After diagnosis, AML patients undergo comprehensive testing that includes karyotyping, fluorescence in‑situ hybridisation, and next‑generation sequencing for mutations such as NPM1, FLT3‑ITD, RUNX1, and ASXL1. These genetic results are combined with clinical variables like age, performance status, and white‑blood‑cell count. The resulting risk category influences treatment intensity: favorable‑risk disease may be treated with standard induction and consolidation, while adverse‑risk disease often requires intensified induction and early consideration of allogeneic transplantation. Accurate stratification helps balance the goal of cure against the risk of excessive toxicity.
In the classic 7 + 3 protocol, cytarabine is administered by continuous intravenous infusion at 100‑200 mg/m² per day for seven days. Concurrently, an anthracycline (daunorubicin 60 mg/m² or idarubicin 12 mg/m²) is given on days 1, 2, and 3. This combination produces remission rates of 60‑80 % in younger, fit patients. After remission, patients transition to consolidation therapy. Modifications of the regimen, such as adding FLT3 inhibitors for FLT3‑mutated disease, are increasingly common to improve outcomes.
For FLT3‑mutated AML, midostaurin is added to standard chemotherapy, while gilteritinib is used in relapsed/refractory settings. IDH1‑mutated disease can be treated with ivosidenib and IDH2‑mutated disease with enasidenib, both of which induce differentiation of leukemic blasts.

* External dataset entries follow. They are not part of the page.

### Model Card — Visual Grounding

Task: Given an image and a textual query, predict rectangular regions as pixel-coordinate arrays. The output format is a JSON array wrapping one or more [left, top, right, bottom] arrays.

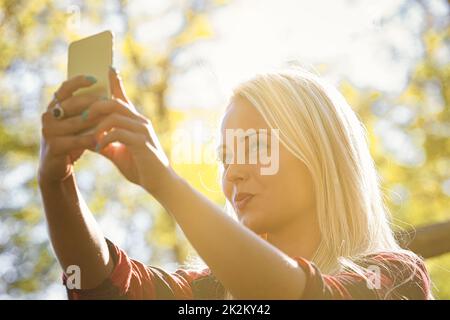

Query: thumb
[[109, 66, 129, 103]]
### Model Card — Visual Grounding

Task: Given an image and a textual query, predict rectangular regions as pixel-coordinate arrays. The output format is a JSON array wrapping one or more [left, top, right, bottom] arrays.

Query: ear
[[109, 67, 129, 103]]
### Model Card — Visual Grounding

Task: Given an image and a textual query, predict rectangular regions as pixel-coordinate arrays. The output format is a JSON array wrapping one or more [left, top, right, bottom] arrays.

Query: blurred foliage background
[[0, 0, 450, 299]]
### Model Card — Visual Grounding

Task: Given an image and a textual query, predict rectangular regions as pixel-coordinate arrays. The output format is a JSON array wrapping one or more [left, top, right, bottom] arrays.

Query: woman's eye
[[217, 151, 232, 165]]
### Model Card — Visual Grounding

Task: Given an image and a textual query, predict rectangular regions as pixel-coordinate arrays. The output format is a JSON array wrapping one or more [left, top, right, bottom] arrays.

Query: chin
[[239, 213, 267, 234]]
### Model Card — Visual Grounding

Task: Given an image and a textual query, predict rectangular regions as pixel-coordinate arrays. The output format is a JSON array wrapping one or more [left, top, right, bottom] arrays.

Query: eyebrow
[[216, 129, 270, 152]]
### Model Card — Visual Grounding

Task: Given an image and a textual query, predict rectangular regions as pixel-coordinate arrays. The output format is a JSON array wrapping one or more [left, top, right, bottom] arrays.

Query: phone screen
[[67, 31, 113, 98]]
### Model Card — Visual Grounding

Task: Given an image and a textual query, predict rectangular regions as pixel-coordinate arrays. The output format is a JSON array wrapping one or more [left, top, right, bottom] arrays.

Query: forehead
[[221, 97, 269, 135]]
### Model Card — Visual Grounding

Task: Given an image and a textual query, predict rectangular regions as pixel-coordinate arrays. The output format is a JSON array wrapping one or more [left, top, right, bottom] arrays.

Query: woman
[[39, 69, 432, 299]]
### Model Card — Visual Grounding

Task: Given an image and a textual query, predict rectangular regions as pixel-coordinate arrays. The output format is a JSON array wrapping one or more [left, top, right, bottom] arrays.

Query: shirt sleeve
[[294, 253, 431, 300], [63, 239, 211, 300]]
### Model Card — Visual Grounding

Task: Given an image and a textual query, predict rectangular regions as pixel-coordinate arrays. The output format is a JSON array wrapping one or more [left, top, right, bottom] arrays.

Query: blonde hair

Venetoclax, a BCL‑2 inhibitor, is combined with low‑dose cytarabine or hypomethylating agents, especially in older or unfit patients. Emerging therapies such as menin inhibitors, CD47 blockers, and antibody‑drug conjugates are being evaluated in clinical trials at Liv Hospital, offering patients access to cutting‑edge options.
Allogeneic hematopoietic stem cell transplantation (allo‑HSCT) provides a potential cure by delivering a graft‑versus‑leukemia effect. Candidates typically include patients with adverse cytogenetics, persistent MRD after induction, or those who relapse after initial therapy. Eligibility depends on donor availability (matched sibling, unrelated, or haploidentical) and the patient’s organ function and performance status. Autologous transplantation may be used in selected cases but lacks the graft‑versus‑leukemia benefit and carries a higher relapse risk. Post‑transplant, maintenance with targeted agents or hypomethylating drugs can reduce relapse.

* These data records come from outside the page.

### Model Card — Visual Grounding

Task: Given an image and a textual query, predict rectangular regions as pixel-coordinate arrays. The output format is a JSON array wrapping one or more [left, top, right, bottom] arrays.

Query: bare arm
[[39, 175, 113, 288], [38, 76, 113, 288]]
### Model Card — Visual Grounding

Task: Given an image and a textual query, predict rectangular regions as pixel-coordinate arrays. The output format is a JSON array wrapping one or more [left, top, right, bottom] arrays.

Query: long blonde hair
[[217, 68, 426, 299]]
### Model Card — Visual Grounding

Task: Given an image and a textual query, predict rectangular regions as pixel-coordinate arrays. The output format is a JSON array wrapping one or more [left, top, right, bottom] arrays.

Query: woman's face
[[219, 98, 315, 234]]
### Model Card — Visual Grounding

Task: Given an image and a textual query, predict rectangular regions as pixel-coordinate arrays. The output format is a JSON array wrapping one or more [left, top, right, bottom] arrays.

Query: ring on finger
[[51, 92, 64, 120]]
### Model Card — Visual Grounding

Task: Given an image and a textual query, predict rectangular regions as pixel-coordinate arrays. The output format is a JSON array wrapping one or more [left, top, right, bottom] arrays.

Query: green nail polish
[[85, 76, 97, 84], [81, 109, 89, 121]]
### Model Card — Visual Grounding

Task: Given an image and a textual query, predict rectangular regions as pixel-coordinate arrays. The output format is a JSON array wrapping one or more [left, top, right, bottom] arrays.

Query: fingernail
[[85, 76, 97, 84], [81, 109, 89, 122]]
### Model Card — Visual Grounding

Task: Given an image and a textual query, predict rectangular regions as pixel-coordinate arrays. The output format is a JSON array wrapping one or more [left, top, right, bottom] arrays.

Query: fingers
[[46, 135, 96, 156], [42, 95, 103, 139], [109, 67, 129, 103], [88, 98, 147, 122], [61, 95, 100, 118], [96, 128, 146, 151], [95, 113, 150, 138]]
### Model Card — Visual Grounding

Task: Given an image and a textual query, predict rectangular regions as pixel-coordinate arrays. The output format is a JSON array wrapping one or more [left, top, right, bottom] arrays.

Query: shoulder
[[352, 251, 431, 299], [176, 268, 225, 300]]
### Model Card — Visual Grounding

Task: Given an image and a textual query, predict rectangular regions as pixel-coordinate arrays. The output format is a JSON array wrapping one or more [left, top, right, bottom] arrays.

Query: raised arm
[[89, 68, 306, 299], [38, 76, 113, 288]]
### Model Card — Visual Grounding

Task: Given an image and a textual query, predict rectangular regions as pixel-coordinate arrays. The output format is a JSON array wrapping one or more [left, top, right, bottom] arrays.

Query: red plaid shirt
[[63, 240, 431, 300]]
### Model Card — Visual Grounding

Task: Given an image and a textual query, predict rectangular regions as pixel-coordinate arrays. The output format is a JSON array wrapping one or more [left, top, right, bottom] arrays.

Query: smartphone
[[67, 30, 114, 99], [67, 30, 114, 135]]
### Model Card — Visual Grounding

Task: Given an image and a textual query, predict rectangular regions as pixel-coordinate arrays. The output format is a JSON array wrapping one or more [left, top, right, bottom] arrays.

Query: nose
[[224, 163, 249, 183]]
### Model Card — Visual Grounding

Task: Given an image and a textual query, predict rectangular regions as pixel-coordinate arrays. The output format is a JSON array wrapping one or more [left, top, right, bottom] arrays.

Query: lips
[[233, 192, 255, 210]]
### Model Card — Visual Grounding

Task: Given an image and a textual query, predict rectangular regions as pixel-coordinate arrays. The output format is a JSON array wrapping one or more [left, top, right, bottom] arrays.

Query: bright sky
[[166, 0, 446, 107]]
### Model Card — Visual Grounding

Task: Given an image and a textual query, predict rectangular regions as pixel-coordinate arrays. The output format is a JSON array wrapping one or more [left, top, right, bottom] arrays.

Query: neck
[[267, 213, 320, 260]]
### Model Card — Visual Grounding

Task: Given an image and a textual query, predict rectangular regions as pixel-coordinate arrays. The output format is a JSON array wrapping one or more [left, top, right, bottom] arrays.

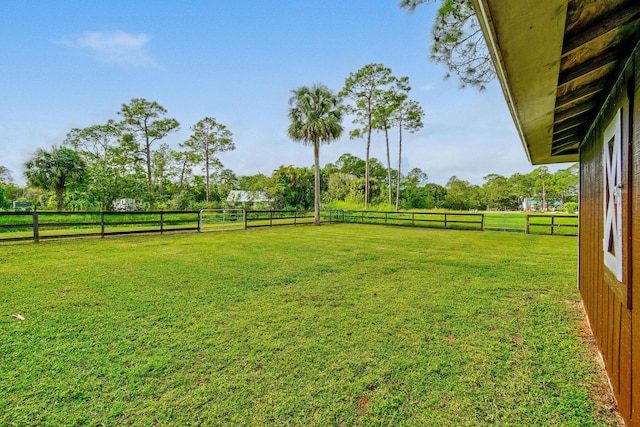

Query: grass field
[[0, 224, 616, 426]]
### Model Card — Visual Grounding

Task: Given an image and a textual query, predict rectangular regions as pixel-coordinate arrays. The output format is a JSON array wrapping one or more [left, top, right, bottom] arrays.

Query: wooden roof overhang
[[474, 0, 640, 164]]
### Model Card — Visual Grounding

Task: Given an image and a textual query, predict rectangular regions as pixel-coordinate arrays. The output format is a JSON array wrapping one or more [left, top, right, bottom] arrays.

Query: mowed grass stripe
[[0, 225, 615, 426]]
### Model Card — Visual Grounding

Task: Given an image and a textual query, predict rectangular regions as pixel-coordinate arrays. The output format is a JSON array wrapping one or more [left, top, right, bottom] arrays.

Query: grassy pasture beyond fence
[[0, 224, 616, 426]]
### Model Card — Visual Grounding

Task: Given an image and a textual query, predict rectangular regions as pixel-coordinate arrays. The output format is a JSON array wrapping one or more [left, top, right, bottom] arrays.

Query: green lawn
[[0, 224, 616, 426]]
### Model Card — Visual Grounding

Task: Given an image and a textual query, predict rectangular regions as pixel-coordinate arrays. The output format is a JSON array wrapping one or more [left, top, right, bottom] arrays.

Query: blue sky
[[0, 0, 564, 185]]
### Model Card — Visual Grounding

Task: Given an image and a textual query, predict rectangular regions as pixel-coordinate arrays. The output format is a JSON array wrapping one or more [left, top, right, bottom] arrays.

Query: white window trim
[[602, 110, 622, 282]]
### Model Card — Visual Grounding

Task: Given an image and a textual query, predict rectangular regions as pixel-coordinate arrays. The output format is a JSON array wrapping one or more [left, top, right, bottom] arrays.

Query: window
[[602, 110, 622, 282]]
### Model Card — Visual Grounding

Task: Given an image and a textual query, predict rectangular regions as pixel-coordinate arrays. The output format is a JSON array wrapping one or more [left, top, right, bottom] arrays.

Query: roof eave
[[474, 0, 578, 164]]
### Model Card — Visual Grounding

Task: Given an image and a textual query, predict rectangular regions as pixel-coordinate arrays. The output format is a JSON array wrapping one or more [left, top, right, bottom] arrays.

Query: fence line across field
[[0, 209, 578, 243], [200, 209, 247, 231]]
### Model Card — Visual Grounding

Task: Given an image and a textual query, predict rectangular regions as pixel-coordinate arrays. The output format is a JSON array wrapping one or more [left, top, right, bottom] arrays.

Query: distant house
[[227, 190, 273, 209], [113, 197, 142, 212], [522, 197, 562, 212], [474, 0, 640, 426], [12, 200, 31, 211]]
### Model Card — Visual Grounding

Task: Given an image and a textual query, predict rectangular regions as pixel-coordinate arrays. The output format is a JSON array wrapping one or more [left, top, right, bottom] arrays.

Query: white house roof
[[227, 190, 272, 203]]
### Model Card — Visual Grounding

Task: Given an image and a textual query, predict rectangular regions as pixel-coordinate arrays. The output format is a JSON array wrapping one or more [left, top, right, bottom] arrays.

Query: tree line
[[0, 64, 577, 219]]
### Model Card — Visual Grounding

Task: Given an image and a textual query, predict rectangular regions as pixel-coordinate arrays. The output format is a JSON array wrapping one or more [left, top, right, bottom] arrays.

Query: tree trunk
[[204, 149, 209, 203], [384, 126, 393, 206], [56, 185, 64, 211], [145, 136, 153, 194], [396, 122, 402, 212], [313, 141, 320, 225], [364, 123, 371, 210]]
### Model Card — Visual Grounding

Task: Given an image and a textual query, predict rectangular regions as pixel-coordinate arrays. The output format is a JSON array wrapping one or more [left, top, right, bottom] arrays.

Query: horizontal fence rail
[[0, 209, 578, 242], [526, 214, 578, 236], [0, 211, 200, 242], [342, 211, 484, 231]]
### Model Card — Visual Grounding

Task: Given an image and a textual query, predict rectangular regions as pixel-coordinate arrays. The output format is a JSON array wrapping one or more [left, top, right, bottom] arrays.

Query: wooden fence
[[340, 211, 484, 231], [525, 214, 578, 236], [0, 211, 200, 242], [0, 209, 578, 242]]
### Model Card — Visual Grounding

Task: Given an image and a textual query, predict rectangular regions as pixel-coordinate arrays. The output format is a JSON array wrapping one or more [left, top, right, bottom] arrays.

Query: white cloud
[[59, 31, 158, 67]]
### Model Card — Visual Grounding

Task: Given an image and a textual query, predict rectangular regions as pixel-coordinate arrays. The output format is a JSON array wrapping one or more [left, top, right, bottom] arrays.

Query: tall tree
[[340, 64, 395, 209], [0, 165, 12, 183], [180, 117, 236, 203], [63, 120, 126, 210], [391, 99, 424, 212], [24, 146, 86, 210], [289, 83, 343, 225], [373, 77, 411, 205], [118, 98, 180, 194], [400, 0, 496, 90]]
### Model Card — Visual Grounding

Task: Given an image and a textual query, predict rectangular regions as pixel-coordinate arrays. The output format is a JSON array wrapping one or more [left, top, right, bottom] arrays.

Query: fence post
[[33, 210, 40, 243]]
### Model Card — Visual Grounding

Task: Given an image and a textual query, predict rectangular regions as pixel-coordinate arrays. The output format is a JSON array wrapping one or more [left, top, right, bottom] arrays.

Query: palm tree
[[289, 83, 342, 225], [24, 146, 86, 211]]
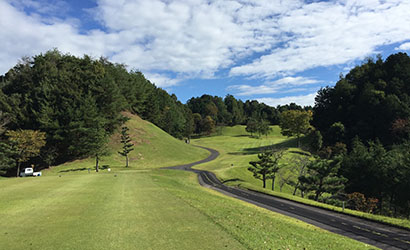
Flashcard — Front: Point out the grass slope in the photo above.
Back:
[0,169,370,250]
[193,126,410,229]
[44,113,209,175]
[0,118,371,249]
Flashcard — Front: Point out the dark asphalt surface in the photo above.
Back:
[165,147,410,250]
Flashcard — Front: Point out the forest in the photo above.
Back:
[0,50,410,217]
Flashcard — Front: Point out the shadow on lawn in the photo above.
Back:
[222,178,243,184]
[228,138,300,155]
[58,165,110,173]
[58,168,87,173]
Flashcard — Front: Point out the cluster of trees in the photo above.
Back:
[312,53,410,216]
[0,50,193,175]
[249,53,410,217]
[186,95,310,136]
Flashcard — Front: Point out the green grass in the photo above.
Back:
[193,126,410,228]
[43,113,209,175]
[0,170,370,249]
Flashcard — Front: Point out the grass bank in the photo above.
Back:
[193,126,410,229]
[0,170,370,249]
[43,113,209,175]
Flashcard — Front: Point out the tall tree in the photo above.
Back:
[279,110,312,147]
[267,149,284,191]
[118,126,134,167]
[248,151,282,188]
[6,130,46,177]
[299,158,346,201]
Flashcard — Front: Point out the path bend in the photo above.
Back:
[167,146,410,250]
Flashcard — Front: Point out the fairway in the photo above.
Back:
[0,170,368,249]
[193,126,301,193]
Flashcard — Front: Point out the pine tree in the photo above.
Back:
[118,126,134,167]
[248,150,283,190]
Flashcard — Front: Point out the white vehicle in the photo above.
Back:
[20,168,41,177]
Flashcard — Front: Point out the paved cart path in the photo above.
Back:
[168,147,410,250]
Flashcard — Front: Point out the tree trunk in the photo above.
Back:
[293,181,299,195]
[95,155,99,172]
[315,191,320,201]
[16,161,21,177]
[262,175,266,188]
[272,177,275,191]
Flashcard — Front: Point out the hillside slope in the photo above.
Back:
[44,112,208,175]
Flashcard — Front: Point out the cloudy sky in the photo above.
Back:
[0,0,410,106]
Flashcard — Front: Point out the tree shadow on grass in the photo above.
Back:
[228,138,298,155]
[222,178,243,184]
[58,168,87,173]
[232,135,254,138]
[58,165,110,173]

During periods of neutropenia, patients receive antimicrobial prophylaxis (e.g., fluoroquinolones, antifungals) and close monitoring for fever. Red blood cell and platelet transfusions are given based on defined thresholds to prevent anemia‑related fatigue and bleeding. Electrolyte imbalances and renal function are closely watched to prevent tumor‑lysis syndrome, especially after intensive chemotherapy. Nutritional support, physical therapy, and mental‑health services help maintain quality of life. Liv Hospital’s international patient services also coordinate language interpretation, travel logistics, and accommodation to reduce stress for patients traveling from abroad.

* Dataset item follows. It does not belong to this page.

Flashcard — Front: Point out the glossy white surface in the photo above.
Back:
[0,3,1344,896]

International patients benefit from a single‑point contact who arranges visa assistance, airport transfers, and hotel bookings near the hospital. Multilingual staff provide interpreter services for consultations and consent discussions, ensuring clear communication about diagnosis and treatment plans. The hospital’s JCI accreditation guarantees adherence to global safety standards, and patients have access to clinical trials not available in many home countries. Ongoing coordination includes scheduling follow‑up visits, laboratory testing, and tele‑medicine check‑ins after patients return home, facilitating seamless continuity of care.